Procrastinators beware!

A financial advisory firm is offering a simple solution for clients looking to close the coverage gap between the time a life application is submitted and approved.

A financial advisory firm catering to the X and Y generations offers a simple solution when it comes to life insurance that could make a difference to clients.

“There is a period from the time you sign the application until the date the application actually gets approved,” wrote Ted Jenkin, co-CEO and founder of Oxygen Financial, a financial advisory firm focused on the X & Y generations, in Wednesday’s Wall Street Journal. “In between those dates, you’ll have to do a phone interview, request medical records and likely take a blood sample, EKG and other medical exams, depending on the amount of coverage you are applying for.”

Jenkin’s solution is to make sure the client attaches a cheque for the first month’s premium in order to provide coverage should something unfortunate happen to the prospective insured during the approval process.

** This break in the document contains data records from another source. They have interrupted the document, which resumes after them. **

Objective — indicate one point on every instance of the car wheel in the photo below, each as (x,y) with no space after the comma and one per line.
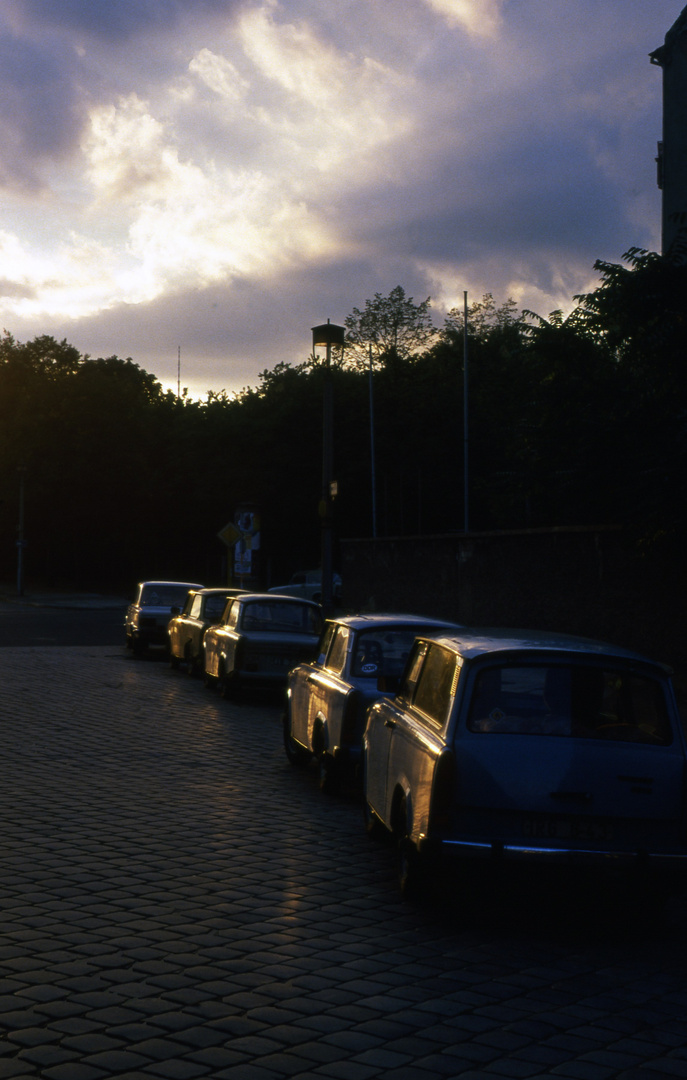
(226,684)
(412,868)
(329,774)
(296,754)
(373,826)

It’s known as “conditional receipt” and while Jenkin was talking about the U.S. insurance business, the same thing applies in Canada.

“That depends if the application is for new insurance when you didn’t have any before or not. If you send the payment with the application the coverage starts right away even before the underwriting is finished and before you’ve been approved,” says Manulife advisor Monica Weissmann. “So, if something happens during the three months or so that the process of underwriting takes, and you die, your beneficiaries will get the coverage. But if you didn’t pay and such a thing happens, you are not covered.”

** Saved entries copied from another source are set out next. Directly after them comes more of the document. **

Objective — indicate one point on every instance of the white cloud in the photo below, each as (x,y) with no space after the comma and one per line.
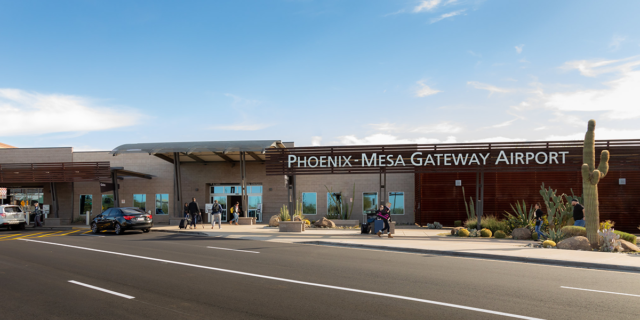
(33,113)
(601,134)
(426,5)
(502,124)
(243,126)
(594,68)
(483,86)
(448,15)
(381,138)
(621,100)
(316,140)
(442,127)
(519,48)
(425,90)
(616,41)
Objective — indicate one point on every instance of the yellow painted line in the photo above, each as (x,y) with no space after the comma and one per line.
(64,234)
(24,236)
(49,234)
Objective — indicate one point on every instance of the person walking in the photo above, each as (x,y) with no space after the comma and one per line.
(236,213)
(194,211)
(539,220)
(216,214)
(37,215)
(578,213)
(385,214)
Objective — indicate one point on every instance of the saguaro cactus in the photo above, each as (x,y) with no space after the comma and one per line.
(590,178)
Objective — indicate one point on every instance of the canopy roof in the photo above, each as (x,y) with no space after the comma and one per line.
(202,151)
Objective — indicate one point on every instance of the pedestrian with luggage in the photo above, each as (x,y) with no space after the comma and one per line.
(539,220)
(236,213)
(385,214)
(216,214)
(194,212)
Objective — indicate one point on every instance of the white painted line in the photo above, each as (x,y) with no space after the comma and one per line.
(622,294)
(444,304)
(101,289)
(233,250)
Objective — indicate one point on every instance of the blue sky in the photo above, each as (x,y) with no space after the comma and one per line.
(97,74)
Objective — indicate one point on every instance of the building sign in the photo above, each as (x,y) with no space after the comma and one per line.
(433,159)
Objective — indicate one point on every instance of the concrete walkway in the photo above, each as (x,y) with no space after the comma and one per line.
(426,241)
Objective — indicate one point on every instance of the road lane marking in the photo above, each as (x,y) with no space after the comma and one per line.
(101,289)
(622,294)
(444,304)
(233,250)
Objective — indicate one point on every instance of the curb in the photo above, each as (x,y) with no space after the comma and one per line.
(561,263)
(195,233)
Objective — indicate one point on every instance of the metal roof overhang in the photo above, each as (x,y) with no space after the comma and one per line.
(202,151)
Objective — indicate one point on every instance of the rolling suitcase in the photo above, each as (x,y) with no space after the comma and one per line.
(378,225)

So, almost 100 per cent of the time, advisors in both countries should be collecting some sort of payment with the initial application.

There is, however, an exception Weissmann explains.

“Unless you were applying for insurance that would be a replacement for insurance that you already had and was still active,” Weissmann reminds LHP. “In that case it would make sense to pay whenever the underwriting is approved when you replace one insurance with the other one.”

When there is no other coverage advisors should always ask for the first month’s premium – On this, Weissmann and Jenkin definitely agree.